You've been burgled: What to do next
With over 422,000 burglaries in England and Wales in 2019 alone, the threat of home break-ins is as real as ever. Despite that, many people still don't know what to do in the aftermath of a break-in.
Acting quickly and knowing the best next steps increases your chances of recovering lost goods. With this in mind, Izzy Schulman atKeys 4 U offers advice on getting back on track after a burglary.
Call the police
Discovering you've been burgled can give you a horrible sinking feeling. Take a moment to accept it's happened, calm down and act.
It's important to call the police straight away. This helps them gather evidence quickly to increase the chances of recovering your lost items and finding the culprit while they’re still in the area.
Don’t touch anything and resist the urge to tidy the property. Forensics teams and crime officers look for foot and fingerprints or signs of unique or specific items used to break in, to give them a greater chance of finding the criminal.
Make a list of the items that have been stolen or damaged during the burglary. If possible, note down any useful or unique details about the items, like engravings or personalization, as these will make them easier to identify.

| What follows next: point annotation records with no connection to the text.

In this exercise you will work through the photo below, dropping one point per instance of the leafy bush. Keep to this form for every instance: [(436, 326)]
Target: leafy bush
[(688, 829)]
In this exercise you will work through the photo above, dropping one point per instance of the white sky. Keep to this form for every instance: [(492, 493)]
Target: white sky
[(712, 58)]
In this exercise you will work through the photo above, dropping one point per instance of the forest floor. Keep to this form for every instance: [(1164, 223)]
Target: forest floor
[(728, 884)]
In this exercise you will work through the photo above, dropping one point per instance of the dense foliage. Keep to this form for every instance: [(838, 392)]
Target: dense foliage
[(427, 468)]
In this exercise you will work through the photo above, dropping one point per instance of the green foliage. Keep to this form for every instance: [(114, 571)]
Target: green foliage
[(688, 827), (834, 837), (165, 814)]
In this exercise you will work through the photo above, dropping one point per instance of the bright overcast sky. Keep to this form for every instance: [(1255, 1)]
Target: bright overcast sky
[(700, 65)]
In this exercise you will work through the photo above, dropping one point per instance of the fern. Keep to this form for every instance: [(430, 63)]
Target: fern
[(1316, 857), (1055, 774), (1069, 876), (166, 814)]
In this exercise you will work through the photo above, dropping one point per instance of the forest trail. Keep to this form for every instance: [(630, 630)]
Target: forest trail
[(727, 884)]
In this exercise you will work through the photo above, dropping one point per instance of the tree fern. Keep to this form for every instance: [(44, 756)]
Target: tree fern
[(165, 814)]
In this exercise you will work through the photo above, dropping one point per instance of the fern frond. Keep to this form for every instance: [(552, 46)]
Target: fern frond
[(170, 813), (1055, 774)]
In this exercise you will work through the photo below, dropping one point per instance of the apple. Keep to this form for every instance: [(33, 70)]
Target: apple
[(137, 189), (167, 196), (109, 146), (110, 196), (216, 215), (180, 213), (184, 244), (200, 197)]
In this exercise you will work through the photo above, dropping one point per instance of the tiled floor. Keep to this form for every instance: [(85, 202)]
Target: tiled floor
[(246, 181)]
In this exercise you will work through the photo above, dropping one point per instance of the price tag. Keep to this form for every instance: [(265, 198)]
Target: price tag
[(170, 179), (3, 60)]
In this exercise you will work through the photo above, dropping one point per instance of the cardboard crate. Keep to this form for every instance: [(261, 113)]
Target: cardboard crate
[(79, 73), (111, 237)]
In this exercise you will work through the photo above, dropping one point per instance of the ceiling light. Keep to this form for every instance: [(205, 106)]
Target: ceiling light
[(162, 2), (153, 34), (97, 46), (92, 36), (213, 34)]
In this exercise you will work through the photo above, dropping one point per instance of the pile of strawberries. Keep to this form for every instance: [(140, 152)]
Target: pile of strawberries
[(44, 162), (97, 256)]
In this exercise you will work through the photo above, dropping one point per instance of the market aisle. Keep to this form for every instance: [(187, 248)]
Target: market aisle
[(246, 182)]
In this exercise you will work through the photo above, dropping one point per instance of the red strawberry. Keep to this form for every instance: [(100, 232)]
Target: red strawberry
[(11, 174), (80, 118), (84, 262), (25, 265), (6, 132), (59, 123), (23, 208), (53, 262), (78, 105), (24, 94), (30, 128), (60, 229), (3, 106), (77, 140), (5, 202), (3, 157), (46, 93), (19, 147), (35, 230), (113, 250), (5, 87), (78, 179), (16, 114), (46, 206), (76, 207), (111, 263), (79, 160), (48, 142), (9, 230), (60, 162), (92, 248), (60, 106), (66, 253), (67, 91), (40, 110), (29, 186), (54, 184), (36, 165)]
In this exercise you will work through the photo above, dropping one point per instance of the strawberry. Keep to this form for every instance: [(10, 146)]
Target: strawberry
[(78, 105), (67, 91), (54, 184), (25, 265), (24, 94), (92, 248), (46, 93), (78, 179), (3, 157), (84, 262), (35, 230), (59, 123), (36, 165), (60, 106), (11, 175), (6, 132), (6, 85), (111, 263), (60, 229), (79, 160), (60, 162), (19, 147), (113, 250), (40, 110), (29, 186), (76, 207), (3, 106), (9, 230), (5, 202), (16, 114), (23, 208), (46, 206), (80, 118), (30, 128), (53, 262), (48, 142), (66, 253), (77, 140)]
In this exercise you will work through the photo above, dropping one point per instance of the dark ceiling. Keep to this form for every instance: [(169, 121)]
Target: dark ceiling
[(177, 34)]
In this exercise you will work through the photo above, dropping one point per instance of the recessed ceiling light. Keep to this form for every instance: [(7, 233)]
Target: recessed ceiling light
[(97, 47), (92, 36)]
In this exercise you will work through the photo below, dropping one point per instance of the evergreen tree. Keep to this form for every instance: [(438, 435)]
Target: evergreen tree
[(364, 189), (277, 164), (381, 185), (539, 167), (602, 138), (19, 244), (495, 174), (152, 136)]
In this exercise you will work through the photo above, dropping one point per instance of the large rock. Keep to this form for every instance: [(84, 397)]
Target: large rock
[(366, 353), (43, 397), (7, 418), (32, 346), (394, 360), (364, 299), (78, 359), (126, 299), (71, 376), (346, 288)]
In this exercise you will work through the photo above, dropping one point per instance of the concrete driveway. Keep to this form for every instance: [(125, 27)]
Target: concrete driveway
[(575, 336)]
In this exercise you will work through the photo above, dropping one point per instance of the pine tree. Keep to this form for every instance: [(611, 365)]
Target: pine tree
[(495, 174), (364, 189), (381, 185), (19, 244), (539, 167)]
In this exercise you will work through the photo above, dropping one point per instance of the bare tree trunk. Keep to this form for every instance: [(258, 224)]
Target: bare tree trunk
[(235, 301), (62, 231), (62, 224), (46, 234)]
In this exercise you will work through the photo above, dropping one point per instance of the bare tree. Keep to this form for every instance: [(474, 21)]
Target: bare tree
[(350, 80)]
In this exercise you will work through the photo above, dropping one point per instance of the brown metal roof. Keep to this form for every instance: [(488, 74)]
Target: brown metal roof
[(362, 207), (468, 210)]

Get in touch with your bank if any cards were stolen so they can freeze the account and stop them being used. Online banking gives you instant access to your account so you can look for any recent activity that may help with the investigation.
People often overlook their medicine cabinet when checking their home but pharmaceuticals are increasingly being stolen to be sold on. Plus, you may not realise medication is missing until it’s too late, so make this part of your checks.
Alert your insurance company
Let your insurance company know you've been burgled as soon as possible. You can speed up the claims process by digging out any product receipts or proof-of-purchase documents to send over to them.
If you have home insurance cover (which is recommended) check the policy and see what’s covered. Typically, you’ll be covered for home damages and theft, which should give you a bit of peace of mind in a stressful time.
Upgrade your security
In the wake of a home break-in, it’s a good idea to secure your property's weak points, to prevent a repeat attack.
A police inspection will typically reveal vulnerable areas around the property. However, it’s also worth investing in CCTV, alarms and outdoor motion-sensor lights as a rule of thumb.
Burglars are more likely to target homes that look easy to access and where they can be in-and-out quickly. Making your home look secure and removing any outdoor hiding places, like areas covered in shrubbery, may be enough to put burglars off running the risk.
If burglars have taken house keys or garage fobs, you should have a locksmith replace your locks – as you’ll be unable to claim on your home insurance for a repeat attack if there‘s no sign of forced entry.
Looking after yourself
Burglary can have an impact beyond just lost possessions. It’s a violation of privacy and a potential threat to your family and can leave you feeling overwhelmed and emotionally vulnerable.
A recent survey found 35 percent of burglary victims suffered some form of depression or anxiety, while another revealed around 1 in 8 people never fully recover from the emotional impact of a break-in.
One of the best ways to reduce the emotional impact of a home break-in is to ease yourself back into a normal routine. It may seem tough but isolating yourself only increases stressful thoughts.
Keeping busy can help. Regular exercise and getting enough sleep helps reduce the effects of stress and anxiety.